Feb. 23, 2005 - These students run academic marathons, swim academic oceans, bike academic mountains and hurl academic shot puts.
They are members of Chris Yetman's Academic Decathlon team and they are as trained and toned as the best athletes. On Feb. 5, they flexed their academic muscles and won their district competition by what Yetman calls an "embarrassingly large margin."
Academic Decathlon is a national program focusing on 10 particular subject areas.
"I tell the students it's not for the faint of heart because what we're really doing is learning the curriculum of seven freshman college-level courses," said Yetman, who is an AP calculus teacher at Canyon del Oro High School. "We're learning basic art history, music appreciation, astronomy 101, they have to learn macro and micro economics Š and these kids are already taking honors and advanced placement classes in addition."
Most students study about three hours each night, he said, and also meet on weekends for group study sessions.
Hopeful members of Yetman's team enroll in the Honors Academic Decathlon course and the top nine students are allowed on the team.
Yetman said the three unusual aspects of the Academic Decathlon program are its requirement to take students from all levels of the grade point average spectrum, its breadth of topics and the way it capitalizes on competitiveness.

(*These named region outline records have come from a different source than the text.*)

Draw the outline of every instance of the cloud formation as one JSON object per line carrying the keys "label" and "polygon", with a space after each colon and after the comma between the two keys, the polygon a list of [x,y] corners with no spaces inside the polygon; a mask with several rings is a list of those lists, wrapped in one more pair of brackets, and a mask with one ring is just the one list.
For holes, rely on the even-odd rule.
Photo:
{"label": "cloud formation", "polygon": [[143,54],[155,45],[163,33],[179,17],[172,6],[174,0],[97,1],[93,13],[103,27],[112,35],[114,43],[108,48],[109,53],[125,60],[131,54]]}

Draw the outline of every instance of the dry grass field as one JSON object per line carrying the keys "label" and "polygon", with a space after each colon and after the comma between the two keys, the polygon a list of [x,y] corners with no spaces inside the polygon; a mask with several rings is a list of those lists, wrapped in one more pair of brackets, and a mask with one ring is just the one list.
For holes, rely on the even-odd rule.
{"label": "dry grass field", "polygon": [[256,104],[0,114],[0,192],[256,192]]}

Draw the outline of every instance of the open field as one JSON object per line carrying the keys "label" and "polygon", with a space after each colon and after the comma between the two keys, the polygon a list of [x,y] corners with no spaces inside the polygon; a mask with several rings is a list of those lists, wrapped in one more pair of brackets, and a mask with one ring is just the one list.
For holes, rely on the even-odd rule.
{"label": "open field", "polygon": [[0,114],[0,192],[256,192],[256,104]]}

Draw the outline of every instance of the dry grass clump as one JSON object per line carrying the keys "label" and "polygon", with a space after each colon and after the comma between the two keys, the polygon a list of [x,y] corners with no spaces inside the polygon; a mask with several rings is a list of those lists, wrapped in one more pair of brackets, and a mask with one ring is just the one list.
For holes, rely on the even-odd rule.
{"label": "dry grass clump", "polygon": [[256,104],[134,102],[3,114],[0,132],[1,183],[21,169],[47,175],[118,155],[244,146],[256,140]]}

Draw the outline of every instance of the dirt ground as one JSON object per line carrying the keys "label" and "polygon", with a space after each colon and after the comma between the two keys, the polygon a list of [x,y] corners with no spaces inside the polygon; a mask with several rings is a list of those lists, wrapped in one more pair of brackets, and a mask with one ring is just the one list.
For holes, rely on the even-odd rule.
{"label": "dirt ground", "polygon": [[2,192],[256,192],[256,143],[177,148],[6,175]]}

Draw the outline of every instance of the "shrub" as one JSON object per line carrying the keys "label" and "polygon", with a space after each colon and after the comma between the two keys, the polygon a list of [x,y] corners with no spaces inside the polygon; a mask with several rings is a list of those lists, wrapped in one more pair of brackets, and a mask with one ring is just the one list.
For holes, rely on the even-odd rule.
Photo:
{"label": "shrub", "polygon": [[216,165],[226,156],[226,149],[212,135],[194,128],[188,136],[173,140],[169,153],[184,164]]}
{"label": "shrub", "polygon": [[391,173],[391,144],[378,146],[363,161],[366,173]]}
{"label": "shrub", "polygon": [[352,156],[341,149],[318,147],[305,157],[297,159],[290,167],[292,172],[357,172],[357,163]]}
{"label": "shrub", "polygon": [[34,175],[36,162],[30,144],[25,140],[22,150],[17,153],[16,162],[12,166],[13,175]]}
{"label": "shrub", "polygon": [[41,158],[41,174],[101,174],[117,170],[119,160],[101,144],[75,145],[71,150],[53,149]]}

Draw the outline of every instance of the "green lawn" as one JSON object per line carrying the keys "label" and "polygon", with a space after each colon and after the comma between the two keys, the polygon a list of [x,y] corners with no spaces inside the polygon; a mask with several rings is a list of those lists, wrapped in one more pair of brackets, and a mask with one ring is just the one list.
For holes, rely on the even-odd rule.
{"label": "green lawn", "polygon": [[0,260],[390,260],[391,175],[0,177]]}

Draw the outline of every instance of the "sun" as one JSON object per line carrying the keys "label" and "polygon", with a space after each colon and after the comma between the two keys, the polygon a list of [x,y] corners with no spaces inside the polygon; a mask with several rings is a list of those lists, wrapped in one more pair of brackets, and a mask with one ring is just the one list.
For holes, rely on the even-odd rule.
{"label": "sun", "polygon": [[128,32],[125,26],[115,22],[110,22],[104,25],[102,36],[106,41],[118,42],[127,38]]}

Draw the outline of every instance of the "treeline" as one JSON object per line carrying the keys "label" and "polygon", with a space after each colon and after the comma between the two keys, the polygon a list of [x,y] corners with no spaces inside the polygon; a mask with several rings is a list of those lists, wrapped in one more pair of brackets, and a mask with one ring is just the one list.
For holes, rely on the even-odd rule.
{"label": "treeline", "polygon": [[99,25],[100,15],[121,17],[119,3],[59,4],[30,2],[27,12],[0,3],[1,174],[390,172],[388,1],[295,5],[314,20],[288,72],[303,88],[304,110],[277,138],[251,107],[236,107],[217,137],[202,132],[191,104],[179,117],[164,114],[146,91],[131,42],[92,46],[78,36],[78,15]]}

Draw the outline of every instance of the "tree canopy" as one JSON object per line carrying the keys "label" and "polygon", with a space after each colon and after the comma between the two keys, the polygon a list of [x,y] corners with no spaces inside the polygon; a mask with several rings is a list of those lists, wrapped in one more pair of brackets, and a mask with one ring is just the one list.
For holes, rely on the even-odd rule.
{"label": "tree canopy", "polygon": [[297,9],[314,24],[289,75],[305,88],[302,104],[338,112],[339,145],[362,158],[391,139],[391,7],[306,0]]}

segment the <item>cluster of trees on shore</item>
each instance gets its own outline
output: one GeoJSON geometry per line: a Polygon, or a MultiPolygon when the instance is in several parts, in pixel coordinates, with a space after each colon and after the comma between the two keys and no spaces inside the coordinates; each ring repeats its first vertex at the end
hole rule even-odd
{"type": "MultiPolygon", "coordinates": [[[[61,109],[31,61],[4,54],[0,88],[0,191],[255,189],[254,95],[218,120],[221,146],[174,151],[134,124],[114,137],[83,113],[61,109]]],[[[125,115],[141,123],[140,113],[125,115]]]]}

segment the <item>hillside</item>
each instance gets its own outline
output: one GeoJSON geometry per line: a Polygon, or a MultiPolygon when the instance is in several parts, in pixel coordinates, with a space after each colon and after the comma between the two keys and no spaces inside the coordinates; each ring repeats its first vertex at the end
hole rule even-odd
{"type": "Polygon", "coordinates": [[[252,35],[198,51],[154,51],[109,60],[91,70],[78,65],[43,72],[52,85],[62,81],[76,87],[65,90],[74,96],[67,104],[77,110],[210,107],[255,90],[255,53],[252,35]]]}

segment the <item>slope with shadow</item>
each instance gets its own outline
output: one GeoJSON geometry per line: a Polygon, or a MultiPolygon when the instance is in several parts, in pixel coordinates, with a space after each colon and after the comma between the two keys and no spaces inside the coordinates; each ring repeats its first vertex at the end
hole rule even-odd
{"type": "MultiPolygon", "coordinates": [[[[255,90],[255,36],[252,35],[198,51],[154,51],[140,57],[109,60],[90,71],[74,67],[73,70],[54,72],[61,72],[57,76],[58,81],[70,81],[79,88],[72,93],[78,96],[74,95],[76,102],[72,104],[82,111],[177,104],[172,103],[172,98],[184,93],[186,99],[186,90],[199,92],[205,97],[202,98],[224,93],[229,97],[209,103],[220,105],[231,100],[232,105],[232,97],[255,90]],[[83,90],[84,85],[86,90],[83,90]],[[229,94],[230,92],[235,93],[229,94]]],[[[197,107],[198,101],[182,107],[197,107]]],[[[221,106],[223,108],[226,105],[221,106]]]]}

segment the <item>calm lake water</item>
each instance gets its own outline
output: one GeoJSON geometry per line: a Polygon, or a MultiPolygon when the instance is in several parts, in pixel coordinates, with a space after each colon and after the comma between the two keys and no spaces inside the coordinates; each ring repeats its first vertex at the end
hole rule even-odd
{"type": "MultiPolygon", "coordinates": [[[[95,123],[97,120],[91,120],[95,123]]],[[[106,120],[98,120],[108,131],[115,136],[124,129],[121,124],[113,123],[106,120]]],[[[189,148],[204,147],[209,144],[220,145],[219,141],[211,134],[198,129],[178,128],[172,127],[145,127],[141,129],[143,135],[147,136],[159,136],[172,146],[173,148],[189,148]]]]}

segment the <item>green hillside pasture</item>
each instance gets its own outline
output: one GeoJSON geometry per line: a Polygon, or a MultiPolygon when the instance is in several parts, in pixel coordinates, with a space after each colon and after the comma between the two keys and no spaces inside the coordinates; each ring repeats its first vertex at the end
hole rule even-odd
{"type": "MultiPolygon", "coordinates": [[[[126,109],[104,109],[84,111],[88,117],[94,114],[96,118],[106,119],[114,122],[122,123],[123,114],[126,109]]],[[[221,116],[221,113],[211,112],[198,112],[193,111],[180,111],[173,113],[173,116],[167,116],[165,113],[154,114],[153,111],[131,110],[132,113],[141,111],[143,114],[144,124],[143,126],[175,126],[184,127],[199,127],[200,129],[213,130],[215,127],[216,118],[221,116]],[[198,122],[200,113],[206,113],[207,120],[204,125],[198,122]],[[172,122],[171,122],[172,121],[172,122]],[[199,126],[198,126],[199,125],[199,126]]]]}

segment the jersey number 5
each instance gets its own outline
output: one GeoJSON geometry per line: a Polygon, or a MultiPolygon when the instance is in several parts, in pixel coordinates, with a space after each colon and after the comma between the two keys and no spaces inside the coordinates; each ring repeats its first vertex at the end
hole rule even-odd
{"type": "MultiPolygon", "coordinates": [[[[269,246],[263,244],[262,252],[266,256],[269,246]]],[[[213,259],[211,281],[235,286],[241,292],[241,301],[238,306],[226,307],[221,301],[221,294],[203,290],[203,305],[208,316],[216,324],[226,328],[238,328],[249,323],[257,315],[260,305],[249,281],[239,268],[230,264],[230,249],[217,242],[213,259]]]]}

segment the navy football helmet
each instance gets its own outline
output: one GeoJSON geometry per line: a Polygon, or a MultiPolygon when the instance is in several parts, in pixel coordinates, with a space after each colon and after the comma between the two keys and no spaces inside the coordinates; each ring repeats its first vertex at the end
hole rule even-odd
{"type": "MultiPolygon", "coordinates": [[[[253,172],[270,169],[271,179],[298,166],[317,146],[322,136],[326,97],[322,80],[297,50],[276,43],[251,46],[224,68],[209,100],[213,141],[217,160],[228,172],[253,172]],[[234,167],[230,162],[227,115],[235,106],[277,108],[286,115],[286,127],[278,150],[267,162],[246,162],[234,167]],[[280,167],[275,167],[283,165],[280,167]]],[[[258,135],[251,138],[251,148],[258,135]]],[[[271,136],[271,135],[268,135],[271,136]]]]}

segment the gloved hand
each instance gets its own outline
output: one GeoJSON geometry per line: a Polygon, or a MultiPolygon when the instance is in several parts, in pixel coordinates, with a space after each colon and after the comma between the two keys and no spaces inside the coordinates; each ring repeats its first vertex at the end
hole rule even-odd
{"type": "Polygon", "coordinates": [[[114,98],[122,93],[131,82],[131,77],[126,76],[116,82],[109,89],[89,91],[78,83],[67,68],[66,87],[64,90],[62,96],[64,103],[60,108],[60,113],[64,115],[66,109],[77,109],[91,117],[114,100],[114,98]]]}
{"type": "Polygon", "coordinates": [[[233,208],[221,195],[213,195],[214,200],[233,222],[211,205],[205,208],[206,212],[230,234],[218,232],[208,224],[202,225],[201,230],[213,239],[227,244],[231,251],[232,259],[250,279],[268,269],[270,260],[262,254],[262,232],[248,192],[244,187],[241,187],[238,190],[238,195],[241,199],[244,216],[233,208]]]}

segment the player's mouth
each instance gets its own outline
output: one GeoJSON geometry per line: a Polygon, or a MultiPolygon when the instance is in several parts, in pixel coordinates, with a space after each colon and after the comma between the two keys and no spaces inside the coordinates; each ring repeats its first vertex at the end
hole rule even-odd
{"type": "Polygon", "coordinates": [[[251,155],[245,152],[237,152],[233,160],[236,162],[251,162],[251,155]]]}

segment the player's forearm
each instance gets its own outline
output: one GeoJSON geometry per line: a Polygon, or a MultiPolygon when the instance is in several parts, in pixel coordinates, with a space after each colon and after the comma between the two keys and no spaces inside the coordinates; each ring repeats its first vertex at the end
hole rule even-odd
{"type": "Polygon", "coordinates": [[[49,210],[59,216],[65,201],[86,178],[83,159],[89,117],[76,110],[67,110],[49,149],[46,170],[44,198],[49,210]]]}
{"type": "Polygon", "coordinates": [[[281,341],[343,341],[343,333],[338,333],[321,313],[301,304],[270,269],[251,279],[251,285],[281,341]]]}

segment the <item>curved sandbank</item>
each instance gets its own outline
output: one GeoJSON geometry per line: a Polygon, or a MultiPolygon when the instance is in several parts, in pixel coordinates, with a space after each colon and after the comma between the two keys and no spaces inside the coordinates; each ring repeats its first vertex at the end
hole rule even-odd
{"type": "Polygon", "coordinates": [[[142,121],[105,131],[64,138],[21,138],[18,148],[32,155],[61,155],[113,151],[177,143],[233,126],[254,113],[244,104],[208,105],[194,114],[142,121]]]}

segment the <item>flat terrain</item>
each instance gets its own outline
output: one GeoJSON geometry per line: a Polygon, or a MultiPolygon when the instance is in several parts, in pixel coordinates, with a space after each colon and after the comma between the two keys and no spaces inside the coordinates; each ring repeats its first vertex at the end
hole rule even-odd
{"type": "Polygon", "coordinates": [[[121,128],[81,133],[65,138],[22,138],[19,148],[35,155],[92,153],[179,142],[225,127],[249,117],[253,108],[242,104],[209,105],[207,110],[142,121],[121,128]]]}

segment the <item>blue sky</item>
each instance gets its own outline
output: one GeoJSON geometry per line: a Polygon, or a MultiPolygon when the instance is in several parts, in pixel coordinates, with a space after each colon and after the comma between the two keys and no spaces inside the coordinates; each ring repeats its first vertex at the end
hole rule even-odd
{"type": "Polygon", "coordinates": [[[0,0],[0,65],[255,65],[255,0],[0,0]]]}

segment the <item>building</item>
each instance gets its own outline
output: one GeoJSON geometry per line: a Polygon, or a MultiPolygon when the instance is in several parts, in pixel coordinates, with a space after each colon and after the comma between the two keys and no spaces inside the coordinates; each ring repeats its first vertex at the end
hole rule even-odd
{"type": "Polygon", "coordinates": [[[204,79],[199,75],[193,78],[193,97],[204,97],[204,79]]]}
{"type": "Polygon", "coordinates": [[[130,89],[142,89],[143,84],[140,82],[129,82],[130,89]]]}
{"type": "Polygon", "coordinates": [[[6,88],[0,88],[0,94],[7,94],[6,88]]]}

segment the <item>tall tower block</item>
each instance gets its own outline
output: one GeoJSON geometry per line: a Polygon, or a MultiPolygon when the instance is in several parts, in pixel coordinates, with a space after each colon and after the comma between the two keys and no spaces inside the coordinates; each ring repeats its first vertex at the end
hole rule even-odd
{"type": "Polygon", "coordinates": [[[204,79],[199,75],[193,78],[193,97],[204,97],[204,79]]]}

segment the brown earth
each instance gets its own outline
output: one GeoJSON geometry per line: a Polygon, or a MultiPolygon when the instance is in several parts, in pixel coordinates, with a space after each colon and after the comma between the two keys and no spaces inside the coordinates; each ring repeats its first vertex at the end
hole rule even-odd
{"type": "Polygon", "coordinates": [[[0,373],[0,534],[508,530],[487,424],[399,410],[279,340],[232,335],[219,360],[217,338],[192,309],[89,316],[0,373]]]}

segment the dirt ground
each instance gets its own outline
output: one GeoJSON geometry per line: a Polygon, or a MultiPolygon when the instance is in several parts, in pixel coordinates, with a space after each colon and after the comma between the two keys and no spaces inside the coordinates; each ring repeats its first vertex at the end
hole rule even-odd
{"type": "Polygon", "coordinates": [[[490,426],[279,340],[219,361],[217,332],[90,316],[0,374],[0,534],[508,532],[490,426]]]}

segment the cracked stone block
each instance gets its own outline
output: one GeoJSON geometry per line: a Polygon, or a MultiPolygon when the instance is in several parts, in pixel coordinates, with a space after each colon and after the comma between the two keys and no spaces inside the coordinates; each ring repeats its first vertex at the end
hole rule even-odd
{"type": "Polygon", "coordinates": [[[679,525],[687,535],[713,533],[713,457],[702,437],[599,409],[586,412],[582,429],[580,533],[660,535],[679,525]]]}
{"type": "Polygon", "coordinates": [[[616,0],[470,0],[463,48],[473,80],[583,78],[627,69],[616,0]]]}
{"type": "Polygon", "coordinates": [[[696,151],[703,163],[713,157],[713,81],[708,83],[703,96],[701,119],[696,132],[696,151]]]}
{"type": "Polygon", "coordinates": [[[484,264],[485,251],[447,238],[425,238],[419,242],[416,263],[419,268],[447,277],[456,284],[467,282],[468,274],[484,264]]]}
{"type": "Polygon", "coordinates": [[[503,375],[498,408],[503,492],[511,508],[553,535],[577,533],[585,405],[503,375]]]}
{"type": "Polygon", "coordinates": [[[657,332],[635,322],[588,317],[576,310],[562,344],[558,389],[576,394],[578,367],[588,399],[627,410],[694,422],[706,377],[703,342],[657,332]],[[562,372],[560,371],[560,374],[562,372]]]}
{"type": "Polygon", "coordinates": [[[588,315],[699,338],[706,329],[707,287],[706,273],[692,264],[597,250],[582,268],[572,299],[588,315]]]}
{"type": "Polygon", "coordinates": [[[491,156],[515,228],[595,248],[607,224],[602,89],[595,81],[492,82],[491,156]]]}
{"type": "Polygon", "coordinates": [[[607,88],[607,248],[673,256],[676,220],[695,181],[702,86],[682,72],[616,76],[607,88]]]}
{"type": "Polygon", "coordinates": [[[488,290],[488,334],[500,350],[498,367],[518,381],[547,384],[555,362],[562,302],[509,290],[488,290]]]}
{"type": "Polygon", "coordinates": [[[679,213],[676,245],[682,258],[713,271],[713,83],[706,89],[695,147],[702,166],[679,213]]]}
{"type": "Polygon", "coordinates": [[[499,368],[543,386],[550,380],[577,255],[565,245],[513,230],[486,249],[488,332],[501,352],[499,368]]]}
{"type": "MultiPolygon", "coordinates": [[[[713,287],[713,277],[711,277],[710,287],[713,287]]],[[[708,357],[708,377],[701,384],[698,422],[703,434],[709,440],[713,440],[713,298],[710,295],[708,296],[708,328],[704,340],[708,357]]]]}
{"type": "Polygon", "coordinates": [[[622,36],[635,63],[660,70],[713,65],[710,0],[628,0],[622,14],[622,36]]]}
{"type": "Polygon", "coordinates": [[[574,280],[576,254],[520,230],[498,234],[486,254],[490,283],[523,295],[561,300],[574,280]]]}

"I can't just take the top kids in the school," Yetman explained.
Academic Decathlon teams are broken into "honors," "scholastic" and "varsity" components - respectively, students with unweighted GPAs in certain subjects of 3.75 and above, between 3.75 and 3.0, and below 3.0.
The students who experience the most life-changing success with Academic Decathlon tend to be the varsity students, Yetman said.
"They're usually the C students who have never really been inspired by high school and something about decathlon just turns them on and gets them interested in learning," he said. "They get interested in succeeding and they go on and do well, not only in decathlon but in school and college, etc."
Evan Secan was one of those students, according to his mother, Lisa. He was on the CDO Academic Decathlon last year.
"Our son is one of these smart underachiever types," she said. "This kid put more in effort on this than he has ever done anything in his whole life."
The C-average student went on to receive a partial academic scholarship from Northern Arizona University, where he is a freshman.
"He proved it to himself, most of all, that he could do something like this," Lisa Secan said. "We knew he could do it, and he did."
Sophie Anderson is on Yetman's team this year and like Evan Secan is a varsity-level student.
Her mother, Julia, said Academic Decathlon has brought out in her daughter a confidence she always knew existed within her.
"She's always been capable of much more than she's ever shown and now she's really showing it," Julia Anderson said. "It's brought out the achiever that was down in there."
The more traditional academic achievers also have a place in Academic Decathlon.
Yetman gave the example of Elizabeth Roberts, a "phenomenal" student who as a freshman is taking AP calculus and chemistry plus college courses.
The close-knit Academic Decathlon group, lead by award-winning teacher Yetman, is a big draw for many students.
"There's a certain eccentric quality to how they approach things and they found each other and Yetman the same way," Julia Anderson continued. "He's very much one of them, but they really respect him, they adore him, and he has lived up to that adoration. It's really neat."
Yetman also is a 2005 finalist for the Arizona Teacher of the Year award.
"The fun for me is that they are all very, very intelligent and very, very eccentric," he said. "We meet every day, plus they tend to live in my classroom. This is my planning room and I've got five (students) in here right now."
Every year, the Academic Decathlon focuses on one particular curriculum. This year, it's the ancient world.
Yetman said it is exciting to see students get excited about learning and becoming more well-rounded students.
"It's not like a Jeopardy or quiz bowl where kids just have to know random facts that don't have anything to do with anything," he said.
According to the Academic Decathlon Web site, founder Dr. Robert Peterson wanted to create a program that "does not permit participants to specialize but rather … encourages academic versatility by requiring students to prepare for all 10 events."
Those are art, economics, essay, interview, language and literature, mathematics, music, science, social science and speech.
So students this year are learning about art from Babylonia, Mesopotamia, Egypt, Greece and Rome. They are studying astronomy, which relates to the science of the time, and the history of the Near East, Greece, Rome and Egypt.
After placing first in the regional competition Feb. 5, the school's team of nine is headed to Mesa's Skyline High School March 11 and 12.